当时的情况,可谓是天时地利人和皆在他这一边。
大殿之外,全是忠于父王和他的亲信甲士;大殿之内,文武官员绝大多数都是他的拥趸。
只要殿门一关,甲士涌入,老二就算是有三头六臂,也是插翅难飞!
只可惜。
当那些顶盔掼甲的侍卫从四面八方冲进殿内的时候,谁他娘的能想到,那近百名甲士之中,竟然有快接近半数的人,在看清了局势后,不仅没有冲向老二,反而毫无征兆地倒转了刀枪!
他们直接将兵刃,捅进了身边那些毫无防备的同袍的身体里!
不仅是外围的甲士,就连殿内几名平时对他恭恭敬敬的武将,也突然拔出佩剑,护在了老二的身前,红着眼睛开始冲杀!
大家在尸骨未寒的父王面前开始了火并,喷溅的鲜血将那华美的地衣染得滑腻不堪。
原来,老二这些年不仅下了大力气结交武人,在这成都城内,在这本该密不透风的王府宿卫之中,竟然也不知道安插了多少暗子!
那些人隐藏得太深了,平时根本看不出半点端倪,全都在等这一刻,为了老二的一声令下,哪怕是去死,也毫不犹豫。
最后,局势彻底失控,杀得难解难分。
李煊逸至今都忘不了,老二在人群中那双猩红的眼睛。
他本就长得威武雄壮,一身武力也远超常人,竟是在重重包围中杀出了一条血路,浑身浴血地杀到了自己面前。
那一刀劈下来的时候,带着凄厉的风声,李煊逸甚至感觉到了死亡的味道,若不是旁边一个忠心耿耿的亲信宦官,尖叫着合身扑了上来,替他挡下了那刀锋,用自己的身体迟滞了老二的动作。。。
他就不是如今肋下被削去一块皮肉那么简单了。
他早就成了一具被劈成两半的尸体,和病榻上的父王一起,去黄泉路上作伴了!
那之后的血战也极惨烈,老二虽然凶悍,布的暗子也多,但终究势单力薄,在越来越多的王府卫队涌入后,差点被围死在王府里。
但他硬是凭着那些人的舍命掩护,身被数创,杀成了一个血人,撞开了偏门,逃出了蜀王府。
成都城因此内乱,城防军中老二安插的人手也开始响应,整个城池陷入了一夜的混乱与火拼。
最终,老二带着残部,突围而出,丧家之犬般逃向了他在朝廷旨意中的那个封地--剑阁。
李煊逸闭上眼睛,试图压下心头那翻滚的郁气。
因为这样一来,事情就真的麻烦了。
没能把老二强行留在成都,没能在那场混战中要了他的命,这无疑是放虎归山,更要命的是,那道来自长安朝廷的恩旨,此刻就像是一把钢刀,悬在了他李煊逸的头顶。
因为那旨意上写得清清楚楚,封李煊赫为剑阁郡王,所以老二逃到了剑阁,根本就不算流亡!
抛开老二这些年暗中和蜀地那些地方戍卫将领之间的往来不谈,光是有长安的那道诏书在手,他就能顺理成章、名正言顺地接管剑阁的防务!
剑阁是什么地方?
那是蜀地的北大门,是一夫当关万夫莫开之险塞,而剑阁的上头,便是汉中,汉中如今依然是握在朝廷手里的!

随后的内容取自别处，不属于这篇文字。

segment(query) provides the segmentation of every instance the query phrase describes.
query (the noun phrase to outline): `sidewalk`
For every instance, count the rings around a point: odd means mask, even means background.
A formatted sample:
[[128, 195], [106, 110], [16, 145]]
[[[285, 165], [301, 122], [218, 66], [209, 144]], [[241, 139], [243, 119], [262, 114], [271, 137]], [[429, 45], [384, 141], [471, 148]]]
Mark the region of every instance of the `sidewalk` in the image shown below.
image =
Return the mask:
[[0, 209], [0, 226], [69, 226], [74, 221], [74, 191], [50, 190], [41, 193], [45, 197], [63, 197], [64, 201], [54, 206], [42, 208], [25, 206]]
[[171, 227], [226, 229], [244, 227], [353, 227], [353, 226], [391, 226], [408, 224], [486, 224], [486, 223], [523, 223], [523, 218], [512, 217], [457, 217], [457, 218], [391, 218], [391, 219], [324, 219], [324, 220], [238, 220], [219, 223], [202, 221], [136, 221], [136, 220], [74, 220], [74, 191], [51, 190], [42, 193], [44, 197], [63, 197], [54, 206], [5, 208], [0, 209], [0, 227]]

老二占据剑阁,背靠朝廷,他有了地盘,有了兵权,有了朝廷的名分作为底气,就能和自己这个在成都就藩的世子,死磕到底对着干了!
这都还算能接受,毕竟在李煊逸的预想里,最坏的情况大不了也就是和老二拼个你死我活,起码眼下成都还在他手里对吧?
真正让他感到如鲠在喉,甚至每每想起便觉得胸口发闷、几欲吐血的。
是父王暴毙之前,在咽气的那一刻,的确是当着文武百官的面,说出了那句让他“承袭蜀王之爵,代孤镇守巴蜀”的话。